Belangrijkste concepten
Colo, a new system, enables efficient privacy-preserving federated graph analytics for a subset of queries by using tailored secure computation and metadata-hiding communication protocols.
Samenvatting
The paper presents Colo, a new system for privacy-preserving federated graph analytics. Colo targets a subset of graph queries that have predicates with a limited set of inputs and outputs, and that evaluate these predicates between a device and its neighbors and then aggregate the results across the devices. Colo's workflow consists of three phases: Query distribution: The analyst submits a query to the servers, who validate it and distribute it to the devices. Local aggregation: Each device evaluates the query in its local neighborhood using a new secure computation protocol that hides node, edge, and topology data. Devices communicate via a metadata-hiding network to protect topology information. Global aggregation: Devices secret share their local results with servers, who aggregate them and send the final result to the analyst.

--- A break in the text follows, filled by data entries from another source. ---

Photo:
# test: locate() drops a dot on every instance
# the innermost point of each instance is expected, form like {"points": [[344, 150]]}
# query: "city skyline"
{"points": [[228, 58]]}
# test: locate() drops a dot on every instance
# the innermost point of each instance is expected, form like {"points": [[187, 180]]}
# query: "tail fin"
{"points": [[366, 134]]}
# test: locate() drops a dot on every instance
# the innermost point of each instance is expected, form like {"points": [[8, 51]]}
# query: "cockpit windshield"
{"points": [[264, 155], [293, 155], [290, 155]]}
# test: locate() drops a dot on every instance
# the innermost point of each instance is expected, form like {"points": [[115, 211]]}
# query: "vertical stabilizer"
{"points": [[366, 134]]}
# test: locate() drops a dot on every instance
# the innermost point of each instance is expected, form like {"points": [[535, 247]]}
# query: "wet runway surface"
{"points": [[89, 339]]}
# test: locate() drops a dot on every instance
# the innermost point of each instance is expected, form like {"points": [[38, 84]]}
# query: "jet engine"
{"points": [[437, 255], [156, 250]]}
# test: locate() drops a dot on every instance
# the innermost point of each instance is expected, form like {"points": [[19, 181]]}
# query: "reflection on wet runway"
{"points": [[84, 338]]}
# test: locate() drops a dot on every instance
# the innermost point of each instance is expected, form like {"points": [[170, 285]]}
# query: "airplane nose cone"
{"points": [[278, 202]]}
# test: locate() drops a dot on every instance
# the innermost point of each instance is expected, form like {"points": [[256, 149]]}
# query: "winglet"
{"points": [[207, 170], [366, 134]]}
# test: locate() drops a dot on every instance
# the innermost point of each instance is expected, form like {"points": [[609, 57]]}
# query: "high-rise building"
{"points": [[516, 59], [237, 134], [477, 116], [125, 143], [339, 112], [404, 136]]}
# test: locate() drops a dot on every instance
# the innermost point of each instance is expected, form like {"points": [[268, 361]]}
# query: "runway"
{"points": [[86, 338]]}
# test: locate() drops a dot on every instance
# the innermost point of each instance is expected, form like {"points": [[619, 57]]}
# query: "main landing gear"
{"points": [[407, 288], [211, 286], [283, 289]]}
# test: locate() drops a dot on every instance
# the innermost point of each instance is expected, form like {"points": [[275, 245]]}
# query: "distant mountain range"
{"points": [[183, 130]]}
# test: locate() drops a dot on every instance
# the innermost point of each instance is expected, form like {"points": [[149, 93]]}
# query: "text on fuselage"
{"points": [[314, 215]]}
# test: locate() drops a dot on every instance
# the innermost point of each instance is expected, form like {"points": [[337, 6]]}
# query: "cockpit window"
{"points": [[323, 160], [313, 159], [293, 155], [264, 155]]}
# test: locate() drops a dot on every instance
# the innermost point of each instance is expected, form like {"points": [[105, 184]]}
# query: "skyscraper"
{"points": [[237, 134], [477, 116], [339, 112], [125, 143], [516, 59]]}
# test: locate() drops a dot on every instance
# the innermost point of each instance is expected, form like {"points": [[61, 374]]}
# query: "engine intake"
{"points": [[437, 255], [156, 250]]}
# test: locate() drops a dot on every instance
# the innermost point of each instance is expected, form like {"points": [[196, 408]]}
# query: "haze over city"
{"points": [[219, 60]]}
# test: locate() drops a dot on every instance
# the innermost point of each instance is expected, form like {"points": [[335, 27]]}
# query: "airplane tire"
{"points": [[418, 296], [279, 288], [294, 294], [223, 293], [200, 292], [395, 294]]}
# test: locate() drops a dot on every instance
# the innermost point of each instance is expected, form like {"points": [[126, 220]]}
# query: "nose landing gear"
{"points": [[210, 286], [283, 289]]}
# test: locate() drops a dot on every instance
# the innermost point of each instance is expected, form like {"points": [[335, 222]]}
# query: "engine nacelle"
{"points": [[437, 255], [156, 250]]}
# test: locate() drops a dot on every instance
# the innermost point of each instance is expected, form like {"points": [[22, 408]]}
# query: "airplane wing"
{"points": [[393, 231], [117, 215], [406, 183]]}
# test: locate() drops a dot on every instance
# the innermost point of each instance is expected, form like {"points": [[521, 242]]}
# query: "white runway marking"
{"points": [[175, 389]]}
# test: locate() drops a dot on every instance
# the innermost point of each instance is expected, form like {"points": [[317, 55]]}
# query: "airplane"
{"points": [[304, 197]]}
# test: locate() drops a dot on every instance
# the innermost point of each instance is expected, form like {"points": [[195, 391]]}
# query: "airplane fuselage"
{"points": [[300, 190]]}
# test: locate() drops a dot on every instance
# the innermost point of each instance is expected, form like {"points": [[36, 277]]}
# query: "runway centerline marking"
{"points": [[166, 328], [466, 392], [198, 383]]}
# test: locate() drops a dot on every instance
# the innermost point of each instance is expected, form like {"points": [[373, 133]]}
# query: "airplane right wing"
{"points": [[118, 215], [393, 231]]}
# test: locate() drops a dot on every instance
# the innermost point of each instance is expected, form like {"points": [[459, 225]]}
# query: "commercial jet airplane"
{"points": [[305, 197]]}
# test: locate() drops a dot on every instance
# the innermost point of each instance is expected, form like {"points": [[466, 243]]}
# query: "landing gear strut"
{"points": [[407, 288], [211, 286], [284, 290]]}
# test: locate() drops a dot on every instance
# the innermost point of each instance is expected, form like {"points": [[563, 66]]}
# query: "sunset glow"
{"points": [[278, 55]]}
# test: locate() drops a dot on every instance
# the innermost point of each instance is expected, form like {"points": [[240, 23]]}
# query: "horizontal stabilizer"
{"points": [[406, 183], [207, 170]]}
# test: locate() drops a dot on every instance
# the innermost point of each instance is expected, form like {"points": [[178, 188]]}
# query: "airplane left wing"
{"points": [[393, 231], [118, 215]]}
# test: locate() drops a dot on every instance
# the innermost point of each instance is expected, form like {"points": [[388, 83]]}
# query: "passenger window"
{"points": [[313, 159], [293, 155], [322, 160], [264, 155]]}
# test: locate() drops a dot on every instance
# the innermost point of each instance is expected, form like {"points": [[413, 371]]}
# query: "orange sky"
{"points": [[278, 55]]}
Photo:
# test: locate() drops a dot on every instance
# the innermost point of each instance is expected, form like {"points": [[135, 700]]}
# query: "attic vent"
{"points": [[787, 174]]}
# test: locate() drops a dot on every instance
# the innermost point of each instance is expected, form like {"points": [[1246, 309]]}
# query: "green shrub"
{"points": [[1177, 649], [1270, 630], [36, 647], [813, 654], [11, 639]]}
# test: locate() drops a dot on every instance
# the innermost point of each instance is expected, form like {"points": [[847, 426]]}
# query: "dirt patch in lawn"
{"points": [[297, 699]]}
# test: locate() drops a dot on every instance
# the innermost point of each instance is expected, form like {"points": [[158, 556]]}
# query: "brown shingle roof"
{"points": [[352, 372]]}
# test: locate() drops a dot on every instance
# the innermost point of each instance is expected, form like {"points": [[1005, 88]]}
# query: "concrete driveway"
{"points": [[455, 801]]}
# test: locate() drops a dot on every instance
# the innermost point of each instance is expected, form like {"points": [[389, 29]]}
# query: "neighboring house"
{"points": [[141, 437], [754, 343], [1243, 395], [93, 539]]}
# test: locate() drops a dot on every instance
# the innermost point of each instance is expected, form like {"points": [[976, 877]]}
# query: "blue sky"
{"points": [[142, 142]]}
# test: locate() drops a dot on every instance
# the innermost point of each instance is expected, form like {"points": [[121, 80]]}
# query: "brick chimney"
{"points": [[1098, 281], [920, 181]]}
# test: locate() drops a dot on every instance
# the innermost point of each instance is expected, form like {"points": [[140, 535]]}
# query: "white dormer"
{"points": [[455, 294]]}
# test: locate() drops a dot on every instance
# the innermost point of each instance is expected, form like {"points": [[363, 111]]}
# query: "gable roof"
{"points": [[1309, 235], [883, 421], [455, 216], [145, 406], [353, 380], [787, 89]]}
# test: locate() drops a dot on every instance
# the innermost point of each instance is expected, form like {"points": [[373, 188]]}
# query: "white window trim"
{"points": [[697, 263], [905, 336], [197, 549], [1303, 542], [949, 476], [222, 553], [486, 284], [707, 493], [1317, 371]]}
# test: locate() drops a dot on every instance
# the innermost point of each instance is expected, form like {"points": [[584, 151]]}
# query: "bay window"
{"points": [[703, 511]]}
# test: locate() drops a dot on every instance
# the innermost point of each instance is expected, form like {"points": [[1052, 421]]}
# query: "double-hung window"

Colo's key innovations are: A tailored secure computation protocol that operates over a limited set of inputs and outputs, making it more efficient than general-purpose protocols. Leveraging the metadata-hiding Karaoke system to enable devices to communicate anonymously and hide their topology. A simple global aggregation protocol that ensures honest devices' results are aggregated exactly once. Colo's evaluation shows that for 1M devices, it requires less than 8.4 minutes of device cpu time and 4.93 MiB of network transfers per query, which is up to three orders of magnitude better than the state-of-the-art Mycelium system.
Statistieken
For 1M devices connected to up to 50 neighbors each: Colo's per-device cost is less than 8.4 minutes of (single core) cpu time and 4.93 MiB of network transfers. Colo's server-side cost is $3.95 to $37.6 per server ($158 to $1,504 total for 40 servers), depending on the query.
Citaten
None.

Diepere vragen

How can Colo's techniques be extended to support a broader class of graph queries beyond the limited set considered in this paper

To extend Colo's techniques to support a broader class of graph queries beyond the limited set considered in the paper, several approaches can be taken. One way is to enhance the preprocessing step to handle a wider range of query types. By refining the PreProcess function to accommodate more complex transformations of raw data into query attributes, Colo can be adapted to handle a broader set of queries. Additionally, expanding the local aggregation protocol to incorporate more sophisticated secure computation techniques, such as advanced zero-knowledge proofs or multi-party computation, can enable Colo to process a wider variety of queries while maintaining privacy guarantees. Furthermore, optimizing the metadata-hiding communication system, like Karaoke, to efficiently handle a larger volume of messages and diverse query structures would be beneficial in supporting a broader class of graph queries.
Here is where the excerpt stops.